As a potential solution, New York Senator, Brad Hoylman, proposed a pied-à-terre tax for non-primary residents. The people who can afford to purchase these units are typically in the “top tax bracket … non-primary residents are just paying property taxes, and the effective property tax rates are so incredibly low.” Sal Albanese, the democratic mayoral candidate, has proposed that the City use revenues from a pied-a-terre tax to fund affordable housing projects. Albanese argues that this scheme could generate billions of dollars in tax revenue, which will benefit New York residents. However, the Fiscal Policy Institute forecasted that under Hoylman’s proposal, the tax would produce around $665 million in tax revenue.

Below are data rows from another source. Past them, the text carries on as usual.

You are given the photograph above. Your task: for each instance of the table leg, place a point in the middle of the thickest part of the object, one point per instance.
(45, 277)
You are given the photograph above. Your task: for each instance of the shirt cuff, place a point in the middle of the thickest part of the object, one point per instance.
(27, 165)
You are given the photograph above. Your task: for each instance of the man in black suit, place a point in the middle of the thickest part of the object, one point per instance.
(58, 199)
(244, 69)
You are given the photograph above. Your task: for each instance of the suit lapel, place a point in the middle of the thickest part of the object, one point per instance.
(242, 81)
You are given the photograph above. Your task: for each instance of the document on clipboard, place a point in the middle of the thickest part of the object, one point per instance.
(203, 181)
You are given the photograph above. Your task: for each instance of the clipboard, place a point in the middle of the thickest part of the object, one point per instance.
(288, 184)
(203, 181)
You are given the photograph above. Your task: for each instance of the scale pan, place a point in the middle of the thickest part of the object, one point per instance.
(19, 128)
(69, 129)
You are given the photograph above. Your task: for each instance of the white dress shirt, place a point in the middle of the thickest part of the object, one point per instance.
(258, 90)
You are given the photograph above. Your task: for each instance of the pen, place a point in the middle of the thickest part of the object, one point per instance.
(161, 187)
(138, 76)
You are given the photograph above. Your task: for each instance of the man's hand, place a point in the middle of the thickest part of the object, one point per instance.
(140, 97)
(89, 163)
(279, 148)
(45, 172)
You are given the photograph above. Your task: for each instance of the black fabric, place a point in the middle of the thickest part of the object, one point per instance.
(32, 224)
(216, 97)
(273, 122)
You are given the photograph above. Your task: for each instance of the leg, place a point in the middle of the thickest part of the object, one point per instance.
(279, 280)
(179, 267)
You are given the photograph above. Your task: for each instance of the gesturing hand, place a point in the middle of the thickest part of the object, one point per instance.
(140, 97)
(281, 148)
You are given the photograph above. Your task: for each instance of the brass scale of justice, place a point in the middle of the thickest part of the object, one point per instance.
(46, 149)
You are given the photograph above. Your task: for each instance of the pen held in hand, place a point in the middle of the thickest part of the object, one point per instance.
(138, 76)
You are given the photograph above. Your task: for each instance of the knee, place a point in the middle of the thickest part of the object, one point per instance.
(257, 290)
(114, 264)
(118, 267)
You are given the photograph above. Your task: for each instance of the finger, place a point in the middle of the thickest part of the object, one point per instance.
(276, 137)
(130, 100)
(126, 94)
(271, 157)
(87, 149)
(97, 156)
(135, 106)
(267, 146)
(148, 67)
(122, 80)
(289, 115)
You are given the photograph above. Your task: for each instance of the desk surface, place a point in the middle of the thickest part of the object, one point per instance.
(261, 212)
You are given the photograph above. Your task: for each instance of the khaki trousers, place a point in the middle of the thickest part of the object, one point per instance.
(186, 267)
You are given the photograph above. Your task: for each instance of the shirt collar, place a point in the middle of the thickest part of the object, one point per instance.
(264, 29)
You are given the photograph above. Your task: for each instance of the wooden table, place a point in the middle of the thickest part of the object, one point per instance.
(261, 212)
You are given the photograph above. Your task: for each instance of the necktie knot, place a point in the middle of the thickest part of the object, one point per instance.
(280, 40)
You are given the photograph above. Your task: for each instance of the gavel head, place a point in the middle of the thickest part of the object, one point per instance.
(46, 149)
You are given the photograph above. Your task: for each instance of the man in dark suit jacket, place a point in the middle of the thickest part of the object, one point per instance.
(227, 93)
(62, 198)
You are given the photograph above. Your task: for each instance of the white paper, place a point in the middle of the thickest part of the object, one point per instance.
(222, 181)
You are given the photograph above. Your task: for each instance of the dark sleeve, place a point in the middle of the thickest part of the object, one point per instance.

Critics have asserted that such a tax may create uncertainty in New York’s luxury real estate market. John Burger, a broker at Brown Harris Stevens, commented under Hoylman’s proposal that a pied-à-terre tax “could potentially jeopardize Manhattan’s position as the leading international safe haven for blue chip real estate investment.” There are also potential legal implications, as it could be construed as discriminatory to impose an additional tax on non-primary residents only, and it may violate the interstate commerce clause (Article 1, Section 8, Clause 3 of the U.S. Constitution ) by treating buyers from different states or nations unequally. However, if Albanese (if elected as mayor) came up with a stronger proposal that neither discriminated against non-primary residents nor created negative fluctuations in New York’s luxury real estate market, the scheme has potential to solve a number of the City’s affordable housing and infrastructure problems. Albanese would need to clearly address how much funding is necessary to strengthen these areas and what percent can realistically come from pieds- à-terre.